Germany’s lower house of parliament, known as the Bundestag, has condemned in the strongest terms the threats against its members of the Turkish origin over their role in a resolution that recognizes Turkey’s killing of the Armenians in mid-1910s as “genocide.”
Norbert Lammert, the president of the Bundestag, rebuked on Thursday the new wave of threats against the lawmakers, saying imposing pressure on individual members of the German parliament would mean a threat against the entire chamber.
“Every person that tries to put pressure on individual lawmakers with threats must know they are attacking the entire parliament,” Lammert said, adding that the German parliament would respond with all legal options.
The reported death threats against the lawmakers came after the Bundestag voted on June 2 to recognize the 1915-1916 killings of Armenians by the Ottoman Empire as “genocide.”
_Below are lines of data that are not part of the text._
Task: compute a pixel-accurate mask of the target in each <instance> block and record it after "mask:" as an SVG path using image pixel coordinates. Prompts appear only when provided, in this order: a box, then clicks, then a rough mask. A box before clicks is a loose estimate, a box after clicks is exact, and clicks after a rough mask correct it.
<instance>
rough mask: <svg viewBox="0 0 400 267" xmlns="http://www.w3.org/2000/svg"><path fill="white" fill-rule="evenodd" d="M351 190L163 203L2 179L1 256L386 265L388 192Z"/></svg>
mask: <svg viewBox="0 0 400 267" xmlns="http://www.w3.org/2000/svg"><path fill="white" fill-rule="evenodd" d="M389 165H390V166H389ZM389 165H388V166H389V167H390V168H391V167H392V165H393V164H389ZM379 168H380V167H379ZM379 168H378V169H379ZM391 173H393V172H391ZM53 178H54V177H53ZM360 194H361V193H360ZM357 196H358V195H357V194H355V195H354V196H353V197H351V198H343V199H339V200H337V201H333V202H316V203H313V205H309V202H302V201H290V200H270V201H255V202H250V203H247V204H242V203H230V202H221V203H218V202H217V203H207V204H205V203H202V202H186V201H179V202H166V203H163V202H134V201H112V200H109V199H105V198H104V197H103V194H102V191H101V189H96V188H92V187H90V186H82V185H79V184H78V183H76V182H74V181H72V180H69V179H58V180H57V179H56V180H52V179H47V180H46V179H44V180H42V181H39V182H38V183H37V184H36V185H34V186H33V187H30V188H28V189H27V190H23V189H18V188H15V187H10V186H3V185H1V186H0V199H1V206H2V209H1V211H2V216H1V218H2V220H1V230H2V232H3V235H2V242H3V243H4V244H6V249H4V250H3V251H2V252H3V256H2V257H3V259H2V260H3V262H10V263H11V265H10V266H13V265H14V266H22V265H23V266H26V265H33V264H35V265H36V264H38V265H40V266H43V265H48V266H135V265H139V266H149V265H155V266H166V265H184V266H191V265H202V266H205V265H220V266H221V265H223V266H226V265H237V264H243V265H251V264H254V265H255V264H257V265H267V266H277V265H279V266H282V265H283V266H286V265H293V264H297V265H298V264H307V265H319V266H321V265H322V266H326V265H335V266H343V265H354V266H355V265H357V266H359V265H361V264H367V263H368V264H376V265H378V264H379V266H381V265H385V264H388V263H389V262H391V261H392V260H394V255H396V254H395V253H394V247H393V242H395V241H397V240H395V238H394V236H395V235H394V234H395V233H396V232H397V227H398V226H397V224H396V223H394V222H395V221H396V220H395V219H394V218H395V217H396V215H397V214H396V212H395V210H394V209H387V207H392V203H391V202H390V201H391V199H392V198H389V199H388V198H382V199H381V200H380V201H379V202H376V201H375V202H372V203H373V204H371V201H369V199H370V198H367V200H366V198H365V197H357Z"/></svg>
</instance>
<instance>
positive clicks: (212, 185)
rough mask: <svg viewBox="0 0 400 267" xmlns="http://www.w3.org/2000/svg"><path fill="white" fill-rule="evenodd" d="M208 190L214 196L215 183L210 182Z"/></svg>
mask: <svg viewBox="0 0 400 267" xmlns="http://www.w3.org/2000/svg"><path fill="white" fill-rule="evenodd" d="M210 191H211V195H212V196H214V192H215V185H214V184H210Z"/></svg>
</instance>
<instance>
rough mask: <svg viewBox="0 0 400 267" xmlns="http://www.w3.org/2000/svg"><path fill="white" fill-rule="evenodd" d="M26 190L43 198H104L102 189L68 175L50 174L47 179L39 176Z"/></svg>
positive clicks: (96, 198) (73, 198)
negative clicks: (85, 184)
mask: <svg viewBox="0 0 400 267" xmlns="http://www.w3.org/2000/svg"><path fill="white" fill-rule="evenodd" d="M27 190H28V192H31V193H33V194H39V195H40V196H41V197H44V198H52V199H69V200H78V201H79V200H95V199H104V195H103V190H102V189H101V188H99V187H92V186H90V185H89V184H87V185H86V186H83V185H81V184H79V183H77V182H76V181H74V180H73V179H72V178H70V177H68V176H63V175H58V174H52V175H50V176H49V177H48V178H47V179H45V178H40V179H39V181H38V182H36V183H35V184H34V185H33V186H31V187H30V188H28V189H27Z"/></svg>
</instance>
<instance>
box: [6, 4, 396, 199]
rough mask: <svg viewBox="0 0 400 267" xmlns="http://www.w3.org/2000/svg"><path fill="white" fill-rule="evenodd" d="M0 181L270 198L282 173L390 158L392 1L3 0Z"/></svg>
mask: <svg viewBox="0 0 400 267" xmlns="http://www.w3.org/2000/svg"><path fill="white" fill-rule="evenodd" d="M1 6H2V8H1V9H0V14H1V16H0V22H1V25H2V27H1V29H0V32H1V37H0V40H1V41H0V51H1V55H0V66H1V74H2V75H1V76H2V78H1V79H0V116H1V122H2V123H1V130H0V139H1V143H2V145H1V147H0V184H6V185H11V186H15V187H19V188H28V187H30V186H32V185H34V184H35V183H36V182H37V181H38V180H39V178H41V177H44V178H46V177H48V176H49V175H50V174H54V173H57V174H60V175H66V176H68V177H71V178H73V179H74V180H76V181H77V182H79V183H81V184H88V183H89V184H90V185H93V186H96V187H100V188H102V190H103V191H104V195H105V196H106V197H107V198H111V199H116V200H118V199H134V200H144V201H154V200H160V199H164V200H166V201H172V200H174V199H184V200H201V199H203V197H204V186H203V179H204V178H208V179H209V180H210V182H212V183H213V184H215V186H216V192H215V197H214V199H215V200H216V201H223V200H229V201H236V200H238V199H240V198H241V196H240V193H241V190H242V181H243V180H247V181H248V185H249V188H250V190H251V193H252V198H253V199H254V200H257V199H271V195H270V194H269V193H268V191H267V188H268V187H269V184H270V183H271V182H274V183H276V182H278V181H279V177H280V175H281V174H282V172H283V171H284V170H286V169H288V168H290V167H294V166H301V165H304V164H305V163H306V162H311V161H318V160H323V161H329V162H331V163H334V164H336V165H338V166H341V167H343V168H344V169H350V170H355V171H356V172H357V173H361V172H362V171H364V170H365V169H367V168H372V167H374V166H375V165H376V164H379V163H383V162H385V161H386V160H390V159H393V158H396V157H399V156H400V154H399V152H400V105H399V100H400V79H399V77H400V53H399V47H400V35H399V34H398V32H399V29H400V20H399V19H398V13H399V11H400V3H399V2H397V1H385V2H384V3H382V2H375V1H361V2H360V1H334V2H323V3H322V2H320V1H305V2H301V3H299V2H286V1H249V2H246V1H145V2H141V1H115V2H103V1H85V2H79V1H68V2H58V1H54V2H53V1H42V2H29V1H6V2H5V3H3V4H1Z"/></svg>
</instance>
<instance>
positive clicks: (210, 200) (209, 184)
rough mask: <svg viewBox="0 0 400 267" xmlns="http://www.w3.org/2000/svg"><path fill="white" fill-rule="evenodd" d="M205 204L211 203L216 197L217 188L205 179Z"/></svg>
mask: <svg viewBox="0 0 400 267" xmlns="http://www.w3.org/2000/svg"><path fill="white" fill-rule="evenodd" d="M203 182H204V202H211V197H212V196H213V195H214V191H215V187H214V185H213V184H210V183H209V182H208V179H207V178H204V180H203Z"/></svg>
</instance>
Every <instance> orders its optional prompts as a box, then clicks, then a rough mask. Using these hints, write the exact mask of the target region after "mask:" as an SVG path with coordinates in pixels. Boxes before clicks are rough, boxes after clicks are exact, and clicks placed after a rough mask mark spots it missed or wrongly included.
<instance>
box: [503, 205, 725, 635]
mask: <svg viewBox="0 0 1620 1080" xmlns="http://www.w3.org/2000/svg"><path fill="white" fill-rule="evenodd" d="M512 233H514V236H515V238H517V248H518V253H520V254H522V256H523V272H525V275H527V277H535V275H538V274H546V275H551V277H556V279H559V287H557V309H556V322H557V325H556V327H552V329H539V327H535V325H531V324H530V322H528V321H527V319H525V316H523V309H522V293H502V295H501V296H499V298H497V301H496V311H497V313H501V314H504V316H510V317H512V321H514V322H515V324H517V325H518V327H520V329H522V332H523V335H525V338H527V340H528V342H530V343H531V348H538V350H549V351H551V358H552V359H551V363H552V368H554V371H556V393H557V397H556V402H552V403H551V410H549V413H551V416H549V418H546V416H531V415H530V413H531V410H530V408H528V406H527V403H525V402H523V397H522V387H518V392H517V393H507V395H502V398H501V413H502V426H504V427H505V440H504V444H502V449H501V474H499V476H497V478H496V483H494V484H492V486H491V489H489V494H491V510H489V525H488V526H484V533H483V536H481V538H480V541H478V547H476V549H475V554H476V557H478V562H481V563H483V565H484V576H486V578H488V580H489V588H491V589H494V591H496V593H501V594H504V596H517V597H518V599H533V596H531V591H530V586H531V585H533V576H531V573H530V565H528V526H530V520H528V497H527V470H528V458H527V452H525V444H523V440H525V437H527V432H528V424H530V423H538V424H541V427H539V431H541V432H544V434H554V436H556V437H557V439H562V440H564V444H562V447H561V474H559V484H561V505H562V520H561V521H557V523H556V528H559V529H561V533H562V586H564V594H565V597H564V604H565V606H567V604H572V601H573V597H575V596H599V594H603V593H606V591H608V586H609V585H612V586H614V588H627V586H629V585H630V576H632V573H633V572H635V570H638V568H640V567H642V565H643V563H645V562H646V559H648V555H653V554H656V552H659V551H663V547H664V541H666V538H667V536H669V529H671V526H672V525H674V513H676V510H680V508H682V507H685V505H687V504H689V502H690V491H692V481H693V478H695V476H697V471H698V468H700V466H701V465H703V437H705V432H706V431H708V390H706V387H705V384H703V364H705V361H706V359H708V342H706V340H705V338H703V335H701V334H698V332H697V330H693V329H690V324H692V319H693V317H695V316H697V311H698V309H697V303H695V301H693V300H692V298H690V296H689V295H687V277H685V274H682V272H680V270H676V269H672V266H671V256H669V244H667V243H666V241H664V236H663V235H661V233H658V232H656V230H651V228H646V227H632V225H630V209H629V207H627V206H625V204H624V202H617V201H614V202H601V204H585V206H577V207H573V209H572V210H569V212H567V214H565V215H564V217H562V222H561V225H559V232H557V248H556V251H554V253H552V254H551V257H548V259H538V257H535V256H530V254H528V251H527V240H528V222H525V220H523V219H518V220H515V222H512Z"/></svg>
The move sparked a serious backlash in Turkey, with President Recep Tayyip Erdogan lashing out at lawmakers with Turkish origin for their approval of the resolution. Erdogan even said those people have tainted blood and that their blood must be tested in a lab.
Lambert said he was shocked that threats against the parliamentarians had been backed by high-ranking politicians.
“I wouldn't have thought it possible that in the 21st century, a democratically elected president would link his criticism of democratically elected lawmakers in the German Bundestag with doubts about their Turkish descent and describe their blood as tainted,” he said.
Officials in the German government have also condemned Turkey’s stance regarding the resolution, with Chancellor Angela Merkel dismissing the reaction as “incomprehensible.” Merkel has tried to forge an alliance with Erdogan in tackling Europe’s refugee crisis.
Martin Schulz, the president of the European Parliament, and a key mediator in negotiations between the European Union and Turkey that ended in a major refugee deal in March, also rebuked Erdogan’s comments.
“Members of parliaments that take positions within their mandates, irrespective of differences of opinion should under no circumstances be linked to terrorists,” said Schulz, who is also a member of Germany's Social Democrats (SPD), in a letter to Erdogan on Thursday.
Armenians claim that up to 1.5 million Armenian Christians were systematically slaughtered in eastern Turkey through mass killing, forced relocation and starvation, a process that began in 1915 and took place over several years during World War I and the breakup of the Ottoman Empire.
Ankara rejects the term “genocide” and says 300,000 to 500,000 Armenians, and at least as many Turks, perished between 1915 and 1917, in what the Turkish government sees as the “casualties” of World War I.